Towers carrying PSEG Long Island transmission lines are

Towers carrying PSEG Long Island transmission lines are silhouetted by the setting sun in Centereach on May 26, 2016. Credit: Newsday / John Paraskevas

LIPA trustees on Wednesday approved new consumer-protection measures for solar-energy customers, passed a 2019 budget with a 2.4 percent delivery-charge increase, and approved a new policy for a coming wave of smart meters that sets fees for those who opt out.

LIPA at its final meeting of the year also saw the departure of a longtime trustee, Jeffrey Greenfield, approved $740 million in new debt issuance, and expanded bill-paying and other customer services to Amazon's Alexa voice-prompt technology.  

As reported in Newsday Monday, the new consumer protection measures include requiring solar and related energy companies to register with the state, provide customers with clear-language terms and refrain for fraudulent or misleading claims in selling or leasing systems. A Newsday investigation this summer reported that some customers were unaware of the complex terms of some leasing agreements in the $1 billion Long Island solar market.

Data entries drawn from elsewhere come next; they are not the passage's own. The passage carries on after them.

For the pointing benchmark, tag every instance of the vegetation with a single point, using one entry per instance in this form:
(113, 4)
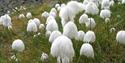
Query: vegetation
(106, 48)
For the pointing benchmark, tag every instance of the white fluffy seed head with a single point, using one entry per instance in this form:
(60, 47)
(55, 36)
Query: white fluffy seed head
(53, 10)
(41, 26)
(91, 8)
(52, 25)
(105, 13)
(29, 15)
(105, 4)
(52, 14)
(50, 18)
(62, 47)
(87, 50)
(18, 45)
(57, 5)
(45, 14)
(6, 20)
(83, 18)
(75, 6)
(80, 35)
(112, 30)
(120, 37)
(70, 30)
(89, 36)
(21, 16)
(107, 20)
(112, 3)
(36, 21)
(54, 35)
(48, 33)
(123, 1)
(31, 26)
(90, 23)
(44, 57)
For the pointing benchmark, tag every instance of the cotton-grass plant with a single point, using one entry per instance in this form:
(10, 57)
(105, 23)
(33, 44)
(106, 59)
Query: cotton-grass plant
(45, 14)
(17, 46)
(70, 30)
(80, 35)
(83, 18)
(120, 37)
(54, 35)
(90, 24)
(87, 50)
(44, 57)
(89, 37)
(51, 24)
(62, 49)
(29, 15)
(68, 12)
(5, 21)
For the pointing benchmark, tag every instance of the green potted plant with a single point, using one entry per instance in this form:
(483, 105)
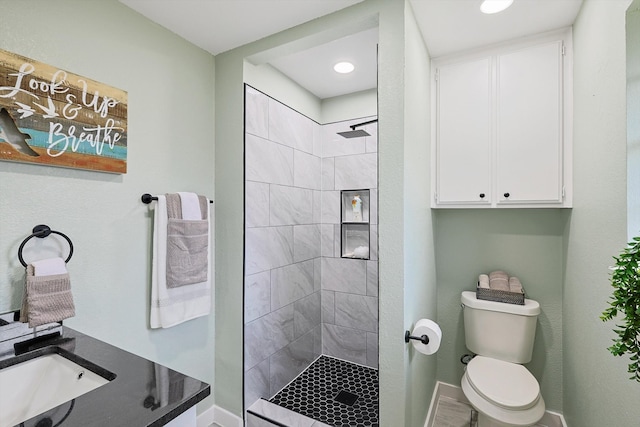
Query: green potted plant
(625, 279)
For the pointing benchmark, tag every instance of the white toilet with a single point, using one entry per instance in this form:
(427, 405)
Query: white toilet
(504, 392)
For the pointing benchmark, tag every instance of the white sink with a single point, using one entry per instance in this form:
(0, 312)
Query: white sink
(40, 384)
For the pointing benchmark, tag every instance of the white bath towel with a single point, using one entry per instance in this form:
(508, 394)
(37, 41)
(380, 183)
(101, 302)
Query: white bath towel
(172, 306)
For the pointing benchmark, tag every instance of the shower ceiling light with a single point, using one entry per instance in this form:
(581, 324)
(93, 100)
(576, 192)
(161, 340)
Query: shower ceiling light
(343, 67)
(494, 6)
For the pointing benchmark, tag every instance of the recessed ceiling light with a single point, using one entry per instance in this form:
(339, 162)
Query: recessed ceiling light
(494, 6)
(343, 67)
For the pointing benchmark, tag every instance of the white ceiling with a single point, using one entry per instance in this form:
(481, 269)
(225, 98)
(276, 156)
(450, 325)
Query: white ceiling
(456, 25)
(447, 26)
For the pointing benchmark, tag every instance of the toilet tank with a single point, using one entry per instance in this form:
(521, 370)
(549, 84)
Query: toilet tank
(500, 330)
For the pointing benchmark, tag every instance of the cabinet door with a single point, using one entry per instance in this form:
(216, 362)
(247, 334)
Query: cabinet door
(529, 125)
(463, 139)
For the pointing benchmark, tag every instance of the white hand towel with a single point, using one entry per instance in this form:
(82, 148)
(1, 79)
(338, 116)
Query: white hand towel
(483, 281)
(49, 267)
(190, 206)
(515, 285)
(172, 306)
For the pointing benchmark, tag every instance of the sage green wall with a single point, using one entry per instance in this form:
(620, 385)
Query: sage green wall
(633, 120)
(527, 243)
(170, 128)
(229, 207)
(419, 251)
(596, 386)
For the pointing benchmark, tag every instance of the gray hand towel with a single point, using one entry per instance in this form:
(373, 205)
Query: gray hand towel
(46, 299)
(499, 280)
(187, 244)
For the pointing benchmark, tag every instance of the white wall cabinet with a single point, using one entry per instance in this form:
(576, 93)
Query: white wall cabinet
(502, 127)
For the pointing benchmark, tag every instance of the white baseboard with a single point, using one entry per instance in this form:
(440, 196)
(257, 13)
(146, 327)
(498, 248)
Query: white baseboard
(550, 418)
(218, 415)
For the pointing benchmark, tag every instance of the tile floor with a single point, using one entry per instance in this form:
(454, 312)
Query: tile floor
(334, 392)
(452, 413)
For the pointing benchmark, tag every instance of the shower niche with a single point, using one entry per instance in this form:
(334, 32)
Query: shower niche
(354, 224)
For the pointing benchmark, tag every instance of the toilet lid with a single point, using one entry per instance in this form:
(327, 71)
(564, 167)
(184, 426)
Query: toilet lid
(505, 384)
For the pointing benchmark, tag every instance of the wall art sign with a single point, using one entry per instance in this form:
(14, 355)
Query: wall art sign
(53, 117)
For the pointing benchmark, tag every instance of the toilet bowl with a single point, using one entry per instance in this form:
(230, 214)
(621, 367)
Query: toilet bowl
(495, 382)
(504, 394)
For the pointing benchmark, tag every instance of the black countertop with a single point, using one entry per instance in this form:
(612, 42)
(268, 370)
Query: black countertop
(143, 393)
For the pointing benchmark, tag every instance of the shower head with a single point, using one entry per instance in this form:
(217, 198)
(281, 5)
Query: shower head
(357, 133)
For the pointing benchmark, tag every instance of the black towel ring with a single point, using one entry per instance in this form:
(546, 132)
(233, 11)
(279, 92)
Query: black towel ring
(41, 231)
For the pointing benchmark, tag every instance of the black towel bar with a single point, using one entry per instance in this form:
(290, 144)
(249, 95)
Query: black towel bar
(148, 198)
(41, 231)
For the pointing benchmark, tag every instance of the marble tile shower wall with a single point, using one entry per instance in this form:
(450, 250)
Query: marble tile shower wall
(349, 286)
(282, 309)
(301, 298)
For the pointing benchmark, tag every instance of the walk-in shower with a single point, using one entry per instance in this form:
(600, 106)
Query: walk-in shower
(310, 311)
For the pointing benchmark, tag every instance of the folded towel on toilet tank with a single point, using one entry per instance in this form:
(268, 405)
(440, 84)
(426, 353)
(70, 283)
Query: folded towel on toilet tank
(499, 280)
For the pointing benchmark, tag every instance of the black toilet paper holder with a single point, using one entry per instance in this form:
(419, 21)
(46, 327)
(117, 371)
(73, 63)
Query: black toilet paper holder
(424, 339)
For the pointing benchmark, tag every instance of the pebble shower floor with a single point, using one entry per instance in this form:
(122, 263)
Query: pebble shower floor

Mike Bailis, a co-founder of SUNation Solar Systems, applauded the move but urged trustees to enact measures to oversee and enforce them.

Trustees also approved LIPA’s $3.59 billion 2019 budget that includes a 2.4 percent increase in the delivery charge portion of bills, even as other elements of bills are projected to offset the increase. LIPA estimates that, if its prediction of flat natural gas charges next year holds true, customers could ultimately see a reduction in monthly bills of $3.67 cents. A portion of that reduction reflects the return of overcollections from 2018.

LIPA also approved measures that allow residential customers to opt out of receiving new smart meters as PSEG Long Island embarks on an aggressive plan to install them in all 1.1 million customer locations by 2023. Commercial customers can’t opt out.

Under the new rules, customers would pay a $10 per month meter-reading fee if they decide they don’t want the new meters, which use radio-frequency signals to send a regular stream of user data back to PSEG throughout the day. Customers who decide after a smart-meter has been installed that they no longer want it must pay a $65 charge for its removal.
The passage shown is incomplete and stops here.